Le déploiement de la révolution industrielle a entraîné le commerce international jusqu'à ce que le degré d'ouverture du monde, à savoir la totalité des importations et exportations ramenée au produit intérieur brut (PIB) mondial, atteigne 40 % en 1913, niveau qui ne sera atteint à nouveau qu'un 1973, après deux conflits mondiaux. Certains en infèrent d'ailleurs l'intuition que la mondialisation est source de conflits. Mais la mondialisation du commerce ne s'effectue pas selon les mêmes modalités pour le capital et le travail. Dès le moment où le capital est extrait du travail (Karl Marx le définissait comme un quantum de travail), il devient mobile et fluide. Le travail, en revanche, reste conditionné par des contraintes spatio-temporelles qui en limitent la mobilité. Selon Karl Marx, la force de travail a d'ailleurs, pour le capitaliste, à la fois une valeur d'usage et une valeur d'échange.
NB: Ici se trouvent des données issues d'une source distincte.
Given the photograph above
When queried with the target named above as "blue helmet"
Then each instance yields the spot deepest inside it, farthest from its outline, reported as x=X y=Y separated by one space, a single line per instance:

Dans une économie mondialisée, le travail transportable est naturellement (et malheureusement) attribué au « moins-disant » salarial et social. Cela entraîne des phénomènes de délocalisation dont le rythme est conditionné par les capacités d'exportation et d'importation des biens et services. Le travail perd son ancrage local : il est déterritorialisé. Cette déterritorialisation entraîne évidemment le déracinement social. Le différentiel de mobilité du capital et du travail explique la subordination du second au premier. C'est d'ailleurs ce qui avait conduit Karl Marx et Friedrich Engels (1820-1895) à conclure leur Manifeste du parti communiste de 1848 par le fameux "Proletarier aller Länder, vereinigt euch !" ("Proletaires de tous pays, unissez-vous !"), constatant que la loi des avantages comparatifs de David Ricardo (1772-1823) conduisait à la fragilisation du pouvoir de négociation de la rémunération du travail. Aujourd'hui, Karl Marx parlerait peut-être de tous les prolétaires et écologistes.